Influence is the capacity to have an effect on the character, development, or behavior of someone or something, or the effect itself. Leadership is influence. So how do you gain influence with those you lead?
Each year/season I put together the best team I can to fulfill the vision and objectives our program has. By default, I either go one of two ways with those I lead. I am either the camp counselor - fun, excited, happy, everything is great kind of attitude or the dictator - I want no input, I am always right, do what I say kind of attitude.
Both approaches do not help gain any influence. The only gain I would get with these two approaches is giving ample material for people to talk behind my back.
Influence is earned. Every day I must earn the influence I have as a leader. You can not lead without it. And to have influence you must first have their trust.
This is how I gain the influence from those I lead:
Be personable and authentic
I am the same with my children, my friends, my athletes and my coaches. What you see if what you get. I do not wear masks for my different roles in life. I am who I am. I am not perfect, but I am transparent. It is important to "know one's audience" when communicating. However, I believe it to be honest and authentic to those I lead. My expectations change with my audience, but I don't. I purposely tell others my weaknesses and then ask for help. This empowers those I lead with their role. "You fit in an area I am weak. This is why I need you." I joke and talk to them as people, not just a commodity.

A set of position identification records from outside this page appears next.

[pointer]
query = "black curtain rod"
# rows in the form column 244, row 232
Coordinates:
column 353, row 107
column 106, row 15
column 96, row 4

Not forgetting something that is important to someone will keep you reliable to those you lead. Put it on a to-do list app, calendar it, or anything else you need to do to set a reminder not to forget. With every on my to-do item, I try to give it a timed deadline. "I will have that email to you by tomorrow morning." "I will have that done by Friday." Then come through on your promise. Nothing kills influence faster than over promising and under delivering.
Give opportunities for success and failure
Help your followers believe in themselves. Find opportunities to show the team you believe in them by allowing them to take risks. When they succeed, praise them for their accomplishment and not your wisdom in the delegation. They will not always succeed. When a failure occurs you take the responsibility and give no blame. In private, teach those you lead what not to do next time. The trust will grow because of your faith in your people. They will not want to disappoint you.
Yoda said, "do or do not. There is no try." Cute. But wrong. I like when those I lead try. I find ways to applaud the effort. Your people need to try hard. Smart, yes! But nonetheless your people need to be recognized as an individual who tries and works hard. Achievement is only possible after much trying.
Every leader wants respect. The best way to get the respect you want is to give it out first. Do those you lead feel respected by you? They should. Everyone on the team brings something to the vision of the program. Leaders need to spend time publically affirming those attributes that garnish respect. On the flip side - disrespecting someone is a sheer way to lose influence. Avoid humiliation and embarrassing others in your leadership. Your example speaks volumes to everyone in attendance of your leadership.
Emails, phone calls, texts, are returned quickly. I am emotionally present in face to face conversations and make the time to show the person speaking they are important even if I feel what they are saying may not be life or death important. People are worth your time. Being approachable means, I do not dismiss people or what they have to say. I ask a lot of questions, including what they think on the subject. Do people want to tell me what is on their mind?
The health and success of my team hinges on my leadership. I must earn those I lead's trust and gain their influence. This happens by ultimately showing them I value them greatly. My weakness is being the camp counselor or dictator type of leader. My team helps me stay accountable.